The defendants were convicted of carrying out a 2013 attack on a police station in Kerdasa, near Cairo, in which at least 11 officers were killed.
Egypt has cracked down on Islamists since the army overthrew President Mohammed Morsi in 2013.
Hundreds of his supporters have been sentenced to death in mass trials.
The trials drew widespread criticism from human rights groups and the UN.
Morsi, who belongs to the Muslim Brotherhood, was deposed after mass protests against his rule.
On 14 August 2013, Egyptian security forces broke up protest camps set up by Brotherhood supporters, leaving hundreds dead.
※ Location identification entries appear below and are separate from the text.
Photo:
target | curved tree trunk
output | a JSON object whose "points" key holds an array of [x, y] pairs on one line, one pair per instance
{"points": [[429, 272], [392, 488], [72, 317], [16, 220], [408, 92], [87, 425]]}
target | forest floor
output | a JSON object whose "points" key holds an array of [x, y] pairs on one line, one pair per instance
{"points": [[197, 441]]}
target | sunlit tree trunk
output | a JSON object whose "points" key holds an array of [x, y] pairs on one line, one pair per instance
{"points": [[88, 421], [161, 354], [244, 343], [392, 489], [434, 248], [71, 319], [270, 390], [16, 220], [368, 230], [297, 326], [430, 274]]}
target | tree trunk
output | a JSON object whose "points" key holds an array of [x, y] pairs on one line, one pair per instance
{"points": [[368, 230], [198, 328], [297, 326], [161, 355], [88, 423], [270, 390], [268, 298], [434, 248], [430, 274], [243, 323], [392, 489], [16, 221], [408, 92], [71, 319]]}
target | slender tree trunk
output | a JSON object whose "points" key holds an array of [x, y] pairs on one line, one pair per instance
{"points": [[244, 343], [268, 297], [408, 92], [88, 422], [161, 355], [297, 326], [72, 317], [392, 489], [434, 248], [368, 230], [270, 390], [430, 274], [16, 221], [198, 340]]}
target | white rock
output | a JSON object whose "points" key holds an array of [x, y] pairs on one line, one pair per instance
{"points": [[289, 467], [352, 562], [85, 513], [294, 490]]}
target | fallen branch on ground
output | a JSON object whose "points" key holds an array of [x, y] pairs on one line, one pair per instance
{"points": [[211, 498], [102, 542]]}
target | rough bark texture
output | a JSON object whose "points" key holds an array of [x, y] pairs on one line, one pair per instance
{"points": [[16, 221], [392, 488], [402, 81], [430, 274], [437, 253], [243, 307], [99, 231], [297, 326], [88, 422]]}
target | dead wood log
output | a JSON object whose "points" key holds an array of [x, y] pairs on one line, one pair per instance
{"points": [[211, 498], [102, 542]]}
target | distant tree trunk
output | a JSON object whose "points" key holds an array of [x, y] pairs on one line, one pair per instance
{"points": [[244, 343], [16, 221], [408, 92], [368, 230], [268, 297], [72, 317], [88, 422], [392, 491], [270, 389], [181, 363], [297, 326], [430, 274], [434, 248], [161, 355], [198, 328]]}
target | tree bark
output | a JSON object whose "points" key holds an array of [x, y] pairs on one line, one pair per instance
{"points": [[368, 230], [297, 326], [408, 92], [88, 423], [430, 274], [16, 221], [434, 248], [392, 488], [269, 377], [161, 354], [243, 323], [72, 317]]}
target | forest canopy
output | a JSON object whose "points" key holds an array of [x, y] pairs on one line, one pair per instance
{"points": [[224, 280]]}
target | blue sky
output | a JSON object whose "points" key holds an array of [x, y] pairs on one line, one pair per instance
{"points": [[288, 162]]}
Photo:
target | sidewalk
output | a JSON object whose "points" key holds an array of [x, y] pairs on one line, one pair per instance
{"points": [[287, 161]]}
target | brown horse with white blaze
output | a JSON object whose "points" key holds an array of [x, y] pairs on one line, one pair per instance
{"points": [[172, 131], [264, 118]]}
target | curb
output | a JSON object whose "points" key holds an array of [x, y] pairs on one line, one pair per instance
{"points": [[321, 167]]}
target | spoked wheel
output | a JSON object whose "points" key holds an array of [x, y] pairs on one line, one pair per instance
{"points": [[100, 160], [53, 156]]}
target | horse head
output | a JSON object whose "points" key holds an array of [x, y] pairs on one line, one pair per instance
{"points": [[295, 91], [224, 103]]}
On the same day, people attacked police stations in Kerdasa and Minya, killing at least 13 officers.
About 40 Coptic churches were also destroyed in a wave of attacks.
A total of 188 people were convicted of the Kerdasa attack, but many were sentenced in absentia, and would need to hand themselves in to receive a retrial.
Former armed forces chief Abdul Fattah al-Sisi led the overthrow and was later elected president.
Since then, more than 1,000 people have been killed and 40,000 are believed to have been jailed in a crackdown on Islamists.
Most of them have been supporters of the Brotherhood, which was banned in 2013, but secular and liberal activists have also been prosecuted for breaking a 2013 anti-protest law.